If you’re an ice cream lover, Blue Bell made your stomach churn. If you’re a Volkswagen owner, you screeched to a halt recently. Skippy, on the other hand, handled things more smoothly.1
As a company, here are the top three things you should consider when facing a recall.
When health and safety is in question, demonstrate that the public’s welfare is your top priority.
By voluntarily recalling some peanut butter, Skippy’s parent company, Hormel, did just that, “This recall is being initiated out of an abundance of caution.”
That’s the optic you want to create: That you’re going the extra mile to protect the consumer. Remember J&J’s recall of Tylenol in the ‘80s? Blue Bell did the polar opposite by denying it right up until they were forced to recall products.
Inform Your Customers
Whenever product contamination occurs, the pubic has the same questions:
“Do I have something in my house that could cause me to get sick? How can I tell if what I bought was affected? What do I do if I did in fact buy something that’s been recalled?”

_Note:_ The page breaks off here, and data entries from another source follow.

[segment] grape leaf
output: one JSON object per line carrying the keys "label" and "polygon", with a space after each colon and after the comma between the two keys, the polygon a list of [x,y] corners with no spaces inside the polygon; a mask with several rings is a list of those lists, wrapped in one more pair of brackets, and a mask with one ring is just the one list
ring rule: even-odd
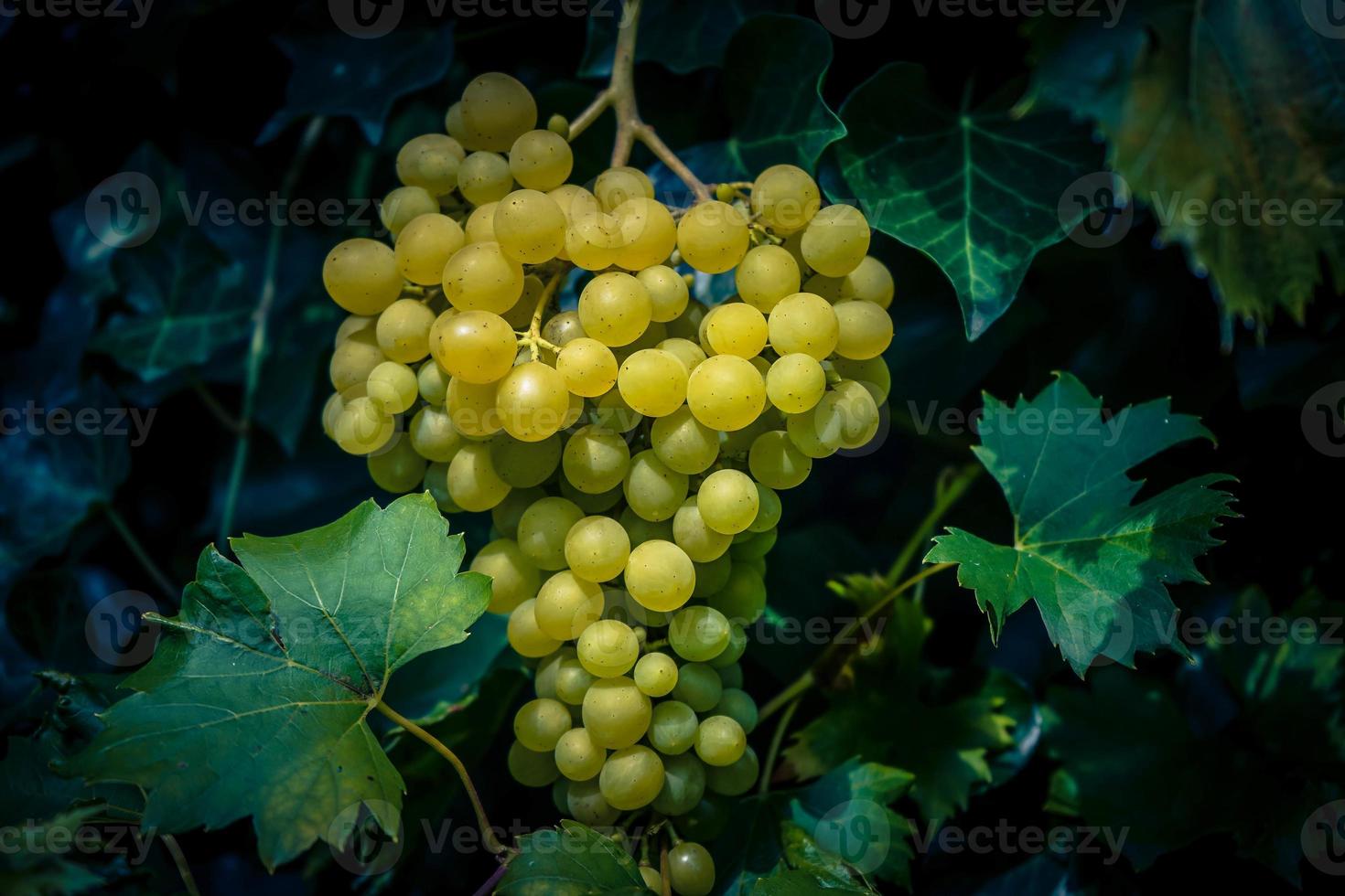
{"label": "grape leaf", "polygon": [[635,861],[613,840],[577,821],[518,838],[500,896],[586,896],[643,888]]}
{"label": "grape leaf", "polygon": [[1003,489],[1014,517],[1013,545],[950,528],[927,563],[958,563],[958,583],[975,590],[998,641],[1005,619],[1036,602],[1052,643],[1080,677],[1099,657],[1134,668],[1135,653],[1177,638],[1177,607],[1165,584],[1200,582],[1194,559],[1220,544],[1210,536],[1232,494],[1232,477],[1188,480],[1139,504],[1143,481],[1126,472],[1180,442],[1213,437],[1167,399],[1123,408],[1103,420],[1102,400],[1069,373],[1037,398],[1009,406],[985,396],[981,446],[972,449]]}
{"label": "grape leaf", "polygon": [[858,203],[873,227],[943,269],[968,340],[1009,309],[1037,253],[1083,220],[1088,210],[1060,219],[1060,196],[1103,161],[1085,125],[1049,109],[1017,116],[1015,98],[950,109],[920,66],[893,63],[841,106],[845,185],[829,195]]}
{"label": "grape leaf", "polygon": [[71,758],[89,780],[148,790],[145,825],[222,827],[253,817],[268,868],[360,802],[395,833],[402,776],[367,724],[387,680],[467,638],[490,579],[459,574],[461,536],[428,494],[285,537],[230,541],[242,566],[202,552],[182,611],[106,729]]}
{"label": "grape leaf", "polygon": [[[1345,191],[1345,42],[1325,36],[1328,3],[1149,3],[1103,27],[1077,19],[1029,30],[1033,97],[1098,121],[1110,163],[1151,206],[1159,236],[1189,249],[1229,314],[1302,321],[1323,270],[1345,289],[1338,210]],[[1115,27],[1112,27],[1115,26]],[[1190,200],[1307,200],[1302,223],[1270,208],[1196,219]],[[1319,259],[1325,257],[1326,265]]]}

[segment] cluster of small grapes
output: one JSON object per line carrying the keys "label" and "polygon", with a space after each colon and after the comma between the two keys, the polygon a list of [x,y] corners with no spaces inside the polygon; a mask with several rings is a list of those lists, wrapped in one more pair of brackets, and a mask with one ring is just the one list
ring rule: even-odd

When there’s an information void, rumors and speculation fly. Keep your customers informed. This alleviates their fears and buys you goodwill.
Whole Foods does an excellent job of this by having a product recall area on their site dedicated to keeping the public informed.
This is a given that transcends all industries and all issues: Don’t lie because the truth will come out eventually.
Blue Bell made the situation worse because it reportedly knew it had a listeria problem two years prior to the recall, but failed to take the proper steps with the FDA to rectify it.
1. Your audible groans are totally justified. I couldn’t resist.